Luger Nodar Kumaritashvili’s heartbreaking death in the Vancouver 2010 Olympic Games, sorrowfully, illustrates the tight-rope of life traveled by our intrepid heroes in their voracious quest to celebrate life and all of its wonderful possibilities.

The 21-year-old from the Republic of Georgia set the bar in fortitude and indomitable spirit when he succumbed to a practice run at the precarious Whistler Sliding Centre, leaving fellow contenders to, miraculously, rise above their grief and perform jaw-dropping feats of skill and endurance that the rest of us can only marvel at.

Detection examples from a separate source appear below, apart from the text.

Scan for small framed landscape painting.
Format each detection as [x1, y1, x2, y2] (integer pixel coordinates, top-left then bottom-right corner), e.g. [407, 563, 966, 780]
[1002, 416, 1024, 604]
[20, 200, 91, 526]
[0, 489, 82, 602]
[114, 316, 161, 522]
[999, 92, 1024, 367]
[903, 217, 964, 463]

Something deep in the soul of mankind gravitates towards the Olympic Games. Even non sports-lovers are hooked. The primal instinct of people to do their best, and be rewarded in return, is the hallmark of this extravaganza whose reach extends far beyond that of a simple sports event.

The Olympics are a reminder that the human spirit is unconquerable, and to be shared through physical contact. That people and nations can set aside their differences and bond over the physics of activity. That sportsmanship can exist for the sake of it. That competition and rivalry ripple on the same heartbeat. And, that all is not lost as long as we have the Olympics.

The games are unsurpassed in taking the participant and spectator on a riveting journey to the plateau of action, beginning with the first recorded Olympics in Olympia, Greece in 776 BC.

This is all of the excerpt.